In order to convert a partial derivative of an arbitrary function of two variables from Cartesian coordinates to polar coordinates, we can simply employ the chain rule as follows:
$$ \frac{\partial f(x,y)}{\partial r}=\frac{\partial f(x,y)}{\partial x}\cdot\frac{\partial x}{\partial r}+\frac{\partial f(x,y)}{\partial y}\cdot\frac{\partial y}{\partial r}=\cos\theta\frac{\partial}{\partial x}(f(x,y))+\sin\theta\frac{\partial}{\partial y}(f(x,y)). $$
This gives us a partial differentiation operator with respect to $r$:
$$ \frac{\partial}{\partial r}=\cos\theta\frac{\partial}{\partial x}+\sin\theta\frac{\partial}{\partial y}. $$
I want to extend this idea to the "slanted" Cartesian coordinate system, in which the vertical axis we now call the $u$-axis and what was formerly the $x$-axis is now called the $v$-axis and is at an angle of $\phi$ with the vertical $u$-axis, where $0<\phi<\pi/2$.

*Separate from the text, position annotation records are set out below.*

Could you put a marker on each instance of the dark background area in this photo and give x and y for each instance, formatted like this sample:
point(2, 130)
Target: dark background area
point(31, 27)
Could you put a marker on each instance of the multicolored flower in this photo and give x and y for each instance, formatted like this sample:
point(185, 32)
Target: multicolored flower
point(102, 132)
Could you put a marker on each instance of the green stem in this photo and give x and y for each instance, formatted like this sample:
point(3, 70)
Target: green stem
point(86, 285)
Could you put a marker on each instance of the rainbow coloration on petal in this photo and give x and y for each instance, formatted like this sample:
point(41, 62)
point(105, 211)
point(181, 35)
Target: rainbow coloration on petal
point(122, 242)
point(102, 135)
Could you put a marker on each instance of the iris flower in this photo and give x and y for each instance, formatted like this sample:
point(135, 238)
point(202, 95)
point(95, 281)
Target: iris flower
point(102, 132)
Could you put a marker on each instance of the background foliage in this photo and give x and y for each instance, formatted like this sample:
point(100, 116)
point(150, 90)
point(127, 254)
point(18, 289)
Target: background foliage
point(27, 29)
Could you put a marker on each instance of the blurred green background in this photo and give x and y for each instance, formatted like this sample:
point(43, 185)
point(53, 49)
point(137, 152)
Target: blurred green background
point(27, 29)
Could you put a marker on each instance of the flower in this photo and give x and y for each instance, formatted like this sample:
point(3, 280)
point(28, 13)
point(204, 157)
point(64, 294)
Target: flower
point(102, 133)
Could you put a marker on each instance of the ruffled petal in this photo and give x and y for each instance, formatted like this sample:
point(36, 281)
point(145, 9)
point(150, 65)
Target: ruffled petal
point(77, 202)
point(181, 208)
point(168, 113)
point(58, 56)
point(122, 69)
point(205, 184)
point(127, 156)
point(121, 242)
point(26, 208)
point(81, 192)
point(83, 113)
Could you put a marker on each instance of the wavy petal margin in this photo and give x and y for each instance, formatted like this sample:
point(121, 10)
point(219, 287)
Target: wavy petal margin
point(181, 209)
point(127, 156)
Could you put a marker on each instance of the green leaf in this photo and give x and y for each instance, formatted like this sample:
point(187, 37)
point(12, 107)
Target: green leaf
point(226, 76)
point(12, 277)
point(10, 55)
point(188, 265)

I want to find $\frac{\partial f(r,\theta)}{\partial u}$. By the chain rule:
$$ \frac{\partial f(r,\theta)}{\partial u}=\frac{\partial f(r,\theta)}{\partial r}\cdot\frac{\partial r}{\partial u}+\frac{\partial f(r,\theta)}{\partial \theta}\cdot\frac{\partial \theta}{\partial u}. $$
I'm having some difficulty in computing $\frac{\partial r}{\partial u}$ and $\frac{\partial \theta}{\partial u}$ in terms of the angle $\phi$.